If in addition $\det(S) \ne 0$, then all the eigenvalues of $S$ aren't zero and consequently $S$ is indefinite.
In this way we have proof a first thesis:
$$ \color{blue}{\boxed{\text{If a non-singular real symmetric matrix has a zero on the diagonal it's indefinite.}}} $$
On the other hand, after some numerical experiments, I noticed that $\det(S)=0$ implies that $S$ is a semi-definite matrix (positive or negative) only when the i-th row considered is all zeros.
This leads me to formulate a second thesis:
$$ \color{green}{\boxed{\text{If a real symmetric matrix has a non-zero row with a zero on the diagonal it's indefinite.}}} $$
For $n = 1$ or $n = 2$ the thesis is trivially true, while for $n = 3$ I thought I'd consider:
$$ S = \begin{bmatrix} a & b & c \\ b & d & e \\ c & e & \color{\red}{0} \\ \end{bmatrix} $$
under the condition $c^2+e^2\ne 0$ and we start with the calculation of the determinant:
$$ \det(S) = 2\,b\,c\,e - a\,e^2 - c^2\,d\,. $$
Having done this, it's evident that if $c=0$ the determinant vanishes only if $a=0$ and in this case:
$$ \text{eig}(S) = \left\{0,\,\frac{d\pm\sqrt{d^2+4\left(b^2+e^2\right)}}{2}\right\} $$
where the two non-zero eigenvalues are always discordant and therefore $S$ is indefinite.

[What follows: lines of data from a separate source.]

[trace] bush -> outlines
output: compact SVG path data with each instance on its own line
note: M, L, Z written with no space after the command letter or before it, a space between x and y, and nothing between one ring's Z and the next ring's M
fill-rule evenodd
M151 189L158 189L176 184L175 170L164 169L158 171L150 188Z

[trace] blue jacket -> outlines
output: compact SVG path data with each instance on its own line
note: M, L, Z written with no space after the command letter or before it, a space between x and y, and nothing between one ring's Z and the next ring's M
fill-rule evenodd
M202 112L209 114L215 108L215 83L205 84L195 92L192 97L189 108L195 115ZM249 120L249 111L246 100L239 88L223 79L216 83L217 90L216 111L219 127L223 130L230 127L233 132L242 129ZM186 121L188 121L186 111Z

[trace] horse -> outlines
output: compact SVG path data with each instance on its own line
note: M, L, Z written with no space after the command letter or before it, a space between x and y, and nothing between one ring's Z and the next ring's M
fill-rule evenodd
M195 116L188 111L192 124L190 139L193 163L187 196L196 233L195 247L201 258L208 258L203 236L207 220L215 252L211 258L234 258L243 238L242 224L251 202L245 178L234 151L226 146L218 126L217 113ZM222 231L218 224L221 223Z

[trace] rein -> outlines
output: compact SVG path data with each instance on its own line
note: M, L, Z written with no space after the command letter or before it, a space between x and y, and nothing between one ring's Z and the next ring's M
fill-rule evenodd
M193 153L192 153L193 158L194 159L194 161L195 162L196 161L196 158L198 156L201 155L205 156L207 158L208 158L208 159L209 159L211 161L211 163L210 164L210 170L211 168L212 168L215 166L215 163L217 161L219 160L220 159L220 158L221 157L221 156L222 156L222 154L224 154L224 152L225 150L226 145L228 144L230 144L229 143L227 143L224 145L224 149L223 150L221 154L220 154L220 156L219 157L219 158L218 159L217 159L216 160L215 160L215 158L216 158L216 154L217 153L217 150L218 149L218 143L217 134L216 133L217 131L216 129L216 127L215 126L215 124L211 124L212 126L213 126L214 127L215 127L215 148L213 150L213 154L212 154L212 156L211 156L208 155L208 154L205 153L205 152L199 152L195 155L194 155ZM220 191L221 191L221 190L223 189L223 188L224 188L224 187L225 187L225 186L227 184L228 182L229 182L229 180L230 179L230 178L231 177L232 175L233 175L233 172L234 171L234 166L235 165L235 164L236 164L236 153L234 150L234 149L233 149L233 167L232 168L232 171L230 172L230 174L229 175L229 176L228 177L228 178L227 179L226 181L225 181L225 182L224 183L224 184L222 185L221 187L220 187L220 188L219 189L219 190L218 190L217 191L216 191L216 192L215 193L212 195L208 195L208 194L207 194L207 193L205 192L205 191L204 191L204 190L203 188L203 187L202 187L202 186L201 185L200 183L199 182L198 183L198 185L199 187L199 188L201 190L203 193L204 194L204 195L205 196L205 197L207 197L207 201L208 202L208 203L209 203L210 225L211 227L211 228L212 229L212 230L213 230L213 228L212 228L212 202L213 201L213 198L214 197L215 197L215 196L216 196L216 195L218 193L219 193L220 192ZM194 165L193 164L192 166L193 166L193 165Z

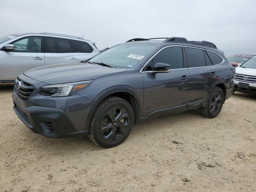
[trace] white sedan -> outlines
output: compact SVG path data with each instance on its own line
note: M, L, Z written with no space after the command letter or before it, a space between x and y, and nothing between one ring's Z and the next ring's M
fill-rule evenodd
M256 94L256 56L236 68L234 91Z

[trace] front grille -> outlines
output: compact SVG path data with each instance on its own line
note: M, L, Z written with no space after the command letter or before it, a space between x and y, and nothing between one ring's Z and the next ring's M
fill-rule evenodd
M24 102L28 98L34 89L33 85L22 80L17 79L15 81L14 94L23 101Z
M235 74L235 80L242 82L246 83L256 83L256 76L251 75L242 75L241 74ZM245 79L244 78L245 78ZM246 80L247 79L247 80Z

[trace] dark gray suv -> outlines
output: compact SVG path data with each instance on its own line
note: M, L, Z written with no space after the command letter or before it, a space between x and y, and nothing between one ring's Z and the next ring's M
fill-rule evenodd
M196 108L215 117L233 93L233 68L210 42L133 39L87 61L20 75L14 109L35 133L88 134L110 148L141 120Z

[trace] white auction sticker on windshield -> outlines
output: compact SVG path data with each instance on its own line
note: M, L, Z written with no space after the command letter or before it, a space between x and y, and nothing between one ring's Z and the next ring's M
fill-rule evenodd
M10 35L10 36L8 36L8 37L10 38L11 39L13 39L14 38L15 38L15 36L12 35Z
M133 58L134 59L139 59L140 60L141 59L144 57L144 56L142 56L141 55L134 55L134 54L131 54L130 55L127 56L127 57Z

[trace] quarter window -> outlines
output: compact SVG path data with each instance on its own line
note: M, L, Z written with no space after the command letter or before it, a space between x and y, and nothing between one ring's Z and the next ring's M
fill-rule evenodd
M214 65L220 64L223 61L222 59L215 53L209 51L206 51L206 52Z
M212 63L211 61L211 60L210 59L208 55L205 52L205 51L204 51L204 57L205 58L205 61L206 62L206 66L211 66L212 65Z
M206 66L203 50L186 47L188 67L205 67Z
M41 37L24 38L12 43L15 46L13 52L39 53L41 52Z
M45 37L44 52L46 53L72 53L72 46L69 40L59 38Z
M91 53L93 48L86 42L71 40L77 52L78 53Z

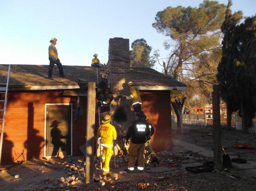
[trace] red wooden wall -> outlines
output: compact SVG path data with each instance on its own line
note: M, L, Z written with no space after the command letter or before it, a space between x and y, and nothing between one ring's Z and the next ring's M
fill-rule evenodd
M42 158L44 155L45 104L74 103L75 98L58 96L62 91L8 93L3 143L3 162L15 160L21 153L25 159ZM86 110L86 97L81 105ZM73 109L74 109L73 104ZM79 147L85 141L86 115L73 120L73 155L81 154ZM23 156L20 157L20 160Z
M61 91L9 92L6 115L2 158L3 163L13 161L21 154L25 160L44 156L45 104L75 102L75 97L64 98ZM170 91L141 92L142 110L155 129L152 137L156 151L172 148ZM73 122L73 155L82 155L79 147L85 143L86 97L81 97L84 112ZM74 104L73 104L73 109ZM98 129L98 111L95 131ZM18 160L22 159L20 157Z
M155 129L152 137L155 151L172 149L169 91L140 92L142 110Z

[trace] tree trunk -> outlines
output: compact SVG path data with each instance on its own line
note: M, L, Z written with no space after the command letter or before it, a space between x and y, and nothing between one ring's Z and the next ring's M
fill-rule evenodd
M167 67L166 65L166 64L164 61L163 61L163 63L164 64L164 74L166 76L168 76L168 70L167 69Z
M250 126L250 119L246 115L246 105L245 102L243 101L241 104L242 111L242 129L243 132L248 133L248 129Z
M231 119L232 116L232 112L230 106L228 103L227 104L227 127L228 131L231 130Z
M177 99L175 100L175 102L171 102L172 105L177 116L177 133L181 133L183 127L182 108L186 98L185 97L184 97L180 102Z
M220 112L220 89L217 85L213 85L212 98L212 126L213 133L213 159L214 168L220 170L221 162L221 138Z

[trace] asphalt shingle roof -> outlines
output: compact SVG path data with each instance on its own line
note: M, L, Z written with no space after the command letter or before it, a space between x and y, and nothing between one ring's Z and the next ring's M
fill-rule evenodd
M0 64L0 66L7 66ZM77 85L79 79L87 81L97 81L95 67L66 65L63 66L66 77L59 77L58 69L55 66L52 75L53 79L51 80L47 78L48 65L11 64L9 85ZM6 74L5 70L6 71L6 69L0 68L0 75ZM113 74L110 74L110 75ZM131 68L129 75L130 79L138 85L186 86L184 84L152 69ZM3 77L0 78L0 83L4 83Z

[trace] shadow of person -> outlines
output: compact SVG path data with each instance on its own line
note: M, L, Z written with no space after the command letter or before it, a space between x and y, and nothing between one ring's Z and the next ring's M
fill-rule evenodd
M1 164L10 163L13 161L12 149L13 143L12 141L6 139L8 136L5 133L4 133L3 147L2 153Z
M53 150L52 156L56 156L58 154L60 148L61 151L66 150L66 144L60 141L61 139L67 139L67 136L61 135L60 131L58 128L58 122L56 120L54 120L52 122L50 127L53 127L51 130L51 136L52 137L52 143L53 145Z

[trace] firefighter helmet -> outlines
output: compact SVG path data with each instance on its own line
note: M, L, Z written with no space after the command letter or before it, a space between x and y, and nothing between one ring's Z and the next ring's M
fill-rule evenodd
M131 85L133 85L133 83L132 81L130 81L129 82L128 82L128 86Z
M107 79L108 77L108 75L106 74L102 74L102 75L101 76L101 78L102 78L102 79Z
M50 42L52 42L52 41L54 41L54 40L55 41L57 41L57 39L56 38L54 37L52 37L50 40Z
M101 122L103 123L107 123L110 121L111 120L111 116L109 115L109 114L107 114L105 116L104 116L104 118Z

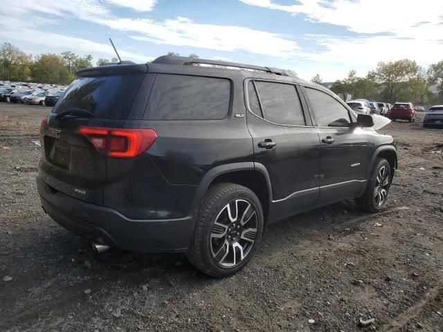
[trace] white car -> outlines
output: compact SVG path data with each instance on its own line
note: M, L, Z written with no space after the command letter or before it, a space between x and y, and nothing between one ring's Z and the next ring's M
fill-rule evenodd
M346 102L346 104L347 104L347 106L357 113L368 116L371 113L371 109L368 107L365 102L360 100L350 100L349 102Z
M384 102L377 102L377 104L379 106L379 109L380 109L380 115L384 116L388 116L388 112L389 111L388 105Z
M44 92L39 92L35 95L30 95L26 97L24 99L25 104L30 104L31 105L42 105L44 106L44 98L46 97L46 94Z

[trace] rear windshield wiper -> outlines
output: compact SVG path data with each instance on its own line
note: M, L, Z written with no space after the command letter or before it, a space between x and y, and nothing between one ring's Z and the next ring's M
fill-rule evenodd
M55 116L55 118L60 120L65 116L72 116L75 118L93 118L94 115L86 109L71 108L59 113Z

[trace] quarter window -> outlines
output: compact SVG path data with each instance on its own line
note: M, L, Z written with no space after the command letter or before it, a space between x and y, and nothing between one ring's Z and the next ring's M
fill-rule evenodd
M223 119L230 98L229 80L157 74L143 119Z
M248 83L248 99L249 100L249 108L253 113L260 118L262 115L262 111L260 109L260 104L258 102L258 98L257 98L257 93L255 93L255 88L252 81L249 81Z
M318 127L349 127L349 112L335 98L315 89L305 87L305 90Z
M272 82L255 82L263 116L272 122L305 125L296 86Z

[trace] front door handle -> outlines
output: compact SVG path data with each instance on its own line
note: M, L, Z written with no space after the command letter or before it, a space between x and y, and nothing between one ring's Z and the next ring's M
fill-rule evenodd
M334 142L335 142L335 140L331 136L326 136L326 138L323 138L323 140L321 140L322 143L326 143L328 145L332 145Z
M271 140L266 140L264 142L260 142L258 143L259 147L264 147L266 150L270 150L271 149L274 147L275 145L277 145L277 143L275 142L271 141Z

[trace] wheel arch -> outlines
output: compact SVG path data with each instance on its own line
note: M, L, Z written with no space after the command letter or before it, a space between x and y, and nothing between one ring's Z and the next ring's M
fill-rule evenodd
M192 203L192 210L198 211L201 199L212 185L224 182L243 185L252 190L262 204L266 223L272 199L271 181L264 166L253 162L223 165L210 169L199 185Z
M371 158L370 167L367 172L367 178L369 179L371 172L374 167L374 164L377 158L383 158L388 160L391 168L391 181L394 176L394 171L398 169L398 158L397 156L397 150L392 145L386 145L378 147Z

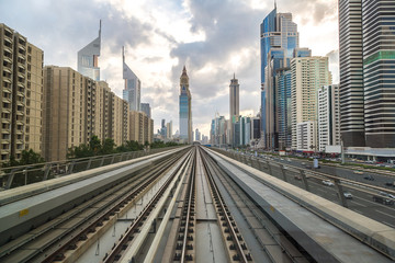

On the other hand, if $c \ne 0$ the determinant vanishes only if $d = \frac{2\,b\,c\,e-a\,e^2}{c^2}$ and in this other case:
$$ \text{eig}(S) = \left\{0,\,\frac{a\,c^2+\left(2\,b\,c-a\,e\right)e \pm \sqrt{c^2+e^2}\sqrt{a^2\,c^2+\left(2\,b\,c-a\,e\right)^2+4\,c^4}}{2\,c^2}\right\} $$
where the two non-zero eigenvalues are always discordant and therefore $S$ is indefinite.
For $n > 3$ the calculations get too complicated, ideas on how to proceed? Thanks!